You can access the TLS certificate through response.socket, but there are some caveats:

import got from 'got';

const response = await got('https://example.com');

// Access certificate info
if (response.socket && response.socket.getPeerCertificate) {
	const cert = response.socket.getPeerCertificate();
	const protocol = response.socket.getProtocol();
	const valid = response.socket.authorized;
	const error = response.socket.authorizationError;
	
	console.log(cert, protocol, valid, error);
}

Important caveats:

1. Connection reuse: With agents using keep-alive, getPeerCertificate() may return an empty object on subsequent requests to the same host. To avoid this, disable the agent:

const response = await got('https://example.com', {
	agent: {
		https: false
	}
});

2. Socket may be closed: The socket might already be closed when you access it.

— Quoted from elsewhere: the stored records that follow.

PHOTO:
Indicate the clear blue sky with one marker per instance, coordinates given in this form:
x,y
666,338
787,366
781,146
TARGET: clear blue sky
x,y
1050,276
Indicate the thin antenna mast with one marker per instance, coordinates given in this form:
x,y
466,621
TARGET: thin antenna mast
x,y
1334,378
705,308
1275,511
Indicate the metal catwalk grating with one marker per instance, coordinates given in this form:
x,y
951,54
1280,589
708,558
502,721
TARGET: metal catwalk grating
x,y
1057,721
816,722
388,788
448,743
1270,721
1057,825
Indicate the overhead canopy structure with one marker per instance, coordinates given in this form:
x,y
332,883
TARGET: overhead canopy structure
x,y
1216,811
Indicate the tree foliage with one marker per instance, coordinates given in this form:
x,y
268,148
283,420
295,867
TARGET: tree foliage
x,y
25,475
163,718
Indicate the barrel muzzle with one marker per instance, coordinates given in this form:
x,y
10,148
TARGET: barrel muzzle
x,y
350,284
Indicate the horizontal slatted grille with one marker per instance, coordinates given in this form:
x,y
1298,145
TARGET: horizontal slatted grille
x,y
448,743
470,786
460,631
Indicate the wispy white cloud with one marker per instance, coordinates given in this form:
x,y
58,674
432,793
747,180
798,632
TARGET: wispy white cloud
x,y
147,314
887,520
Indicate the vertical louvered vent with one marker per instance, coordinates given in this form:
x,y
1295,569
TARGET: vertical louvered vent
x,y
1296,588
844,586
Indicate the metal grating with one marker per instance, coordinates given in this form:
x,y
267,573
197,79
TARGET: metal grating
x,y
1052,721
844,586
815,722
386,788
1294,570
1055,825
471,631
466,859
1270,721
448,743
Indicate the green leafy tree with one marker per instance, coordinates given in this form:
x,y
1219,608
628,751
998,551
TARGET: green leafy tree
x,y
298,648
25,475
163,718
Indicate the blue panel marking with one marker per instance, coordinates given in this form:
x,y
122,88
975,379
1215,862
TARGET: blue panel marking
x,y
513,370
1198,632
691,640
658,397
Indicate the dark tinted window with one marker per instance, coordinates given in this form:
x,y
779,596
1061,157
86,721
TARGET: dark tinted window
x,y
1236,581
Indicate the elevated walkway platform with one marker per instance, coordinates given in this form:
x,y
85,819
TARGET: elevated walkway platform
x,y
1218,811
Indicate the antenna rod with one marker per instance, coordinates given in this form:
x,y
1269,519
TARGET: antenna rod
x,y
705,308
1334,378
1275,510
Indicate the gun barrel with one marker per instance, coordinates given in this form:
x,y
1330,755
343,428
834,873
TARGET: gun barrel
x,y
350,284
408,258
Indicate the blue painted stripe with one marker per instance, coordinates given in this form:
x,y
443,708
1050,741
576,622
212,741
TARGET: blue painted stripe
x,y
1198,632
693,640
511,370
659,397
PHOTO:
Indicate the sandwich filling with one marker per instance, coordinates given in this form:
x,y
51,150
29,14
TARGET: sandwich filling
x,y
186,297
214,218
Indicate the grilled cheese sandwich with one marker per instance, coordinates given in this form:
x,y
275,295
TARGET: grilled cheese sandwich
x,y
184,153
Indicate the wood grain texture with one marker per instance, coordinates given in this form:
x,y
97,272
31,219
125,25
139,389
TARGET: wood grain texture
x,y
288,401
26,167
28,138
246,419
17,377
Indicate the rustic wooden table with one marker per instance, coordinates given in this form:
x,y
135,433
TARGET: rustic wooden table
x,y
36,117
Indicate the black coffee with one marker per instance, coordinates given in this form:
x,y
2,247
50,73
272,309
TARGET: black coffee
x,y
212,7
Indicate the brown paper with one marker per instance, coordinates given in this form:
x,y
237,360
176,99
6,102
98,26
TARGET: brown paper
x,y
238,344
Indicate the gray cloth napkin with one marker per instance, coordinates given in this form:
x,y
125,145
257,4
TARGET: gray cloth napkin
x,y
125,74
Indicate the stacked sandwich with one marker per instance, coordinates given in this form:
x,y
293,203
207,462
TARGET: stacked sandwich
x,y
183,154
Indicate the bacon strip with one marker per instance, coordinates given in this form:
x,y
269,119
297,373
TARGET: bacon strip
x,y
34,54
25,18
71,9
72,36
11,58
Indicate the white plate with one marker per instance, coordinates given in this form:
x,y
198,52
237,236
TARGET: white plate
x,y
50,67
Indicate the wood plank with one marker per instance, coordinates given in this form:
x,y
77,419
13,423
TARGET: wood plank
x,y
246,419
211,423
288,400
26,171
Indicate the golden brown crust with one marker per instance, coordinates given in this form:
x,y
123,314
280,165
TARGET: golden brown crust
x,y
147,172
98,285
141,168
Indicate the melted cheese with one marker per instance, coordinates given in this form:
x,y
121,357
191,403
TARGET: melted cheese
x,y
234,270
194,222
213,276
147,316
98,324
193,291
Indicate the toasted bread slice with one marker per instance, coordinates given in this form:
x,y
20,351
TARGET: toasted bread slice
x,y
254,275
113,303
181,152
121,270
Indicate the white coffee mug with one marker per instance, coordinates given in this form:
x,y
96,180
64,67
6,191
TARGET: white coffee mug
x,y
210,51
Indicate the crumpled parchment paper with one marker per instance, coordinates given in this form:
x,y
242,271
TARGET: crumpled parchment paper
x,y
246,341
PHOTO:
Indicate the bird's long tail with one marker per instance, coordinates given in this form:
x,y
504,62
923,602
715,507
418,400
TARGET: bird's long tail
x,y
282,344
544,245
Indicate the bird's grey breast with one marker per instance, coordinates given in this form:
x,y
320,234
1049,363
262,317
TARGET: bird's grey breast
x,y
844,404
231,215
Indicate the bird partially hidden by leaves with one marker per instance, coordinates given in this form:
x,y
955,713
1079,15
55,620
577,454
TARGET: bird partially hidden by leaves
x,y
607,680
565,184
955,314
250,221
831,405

More reliable approach using checkServerIdentity:

import got from 'got';

let certificate;

const response = await got('https://example.com', {
	https: {
		checkServerIdentity: (hostname, cert) => {
			certificate = cert;
			return undefined; // Accept the certificate
		}
	}
});

console.log(certificate);

This captures the certificate during the TLS handshake, before the connection is established, making it more relible than accessing it after the response.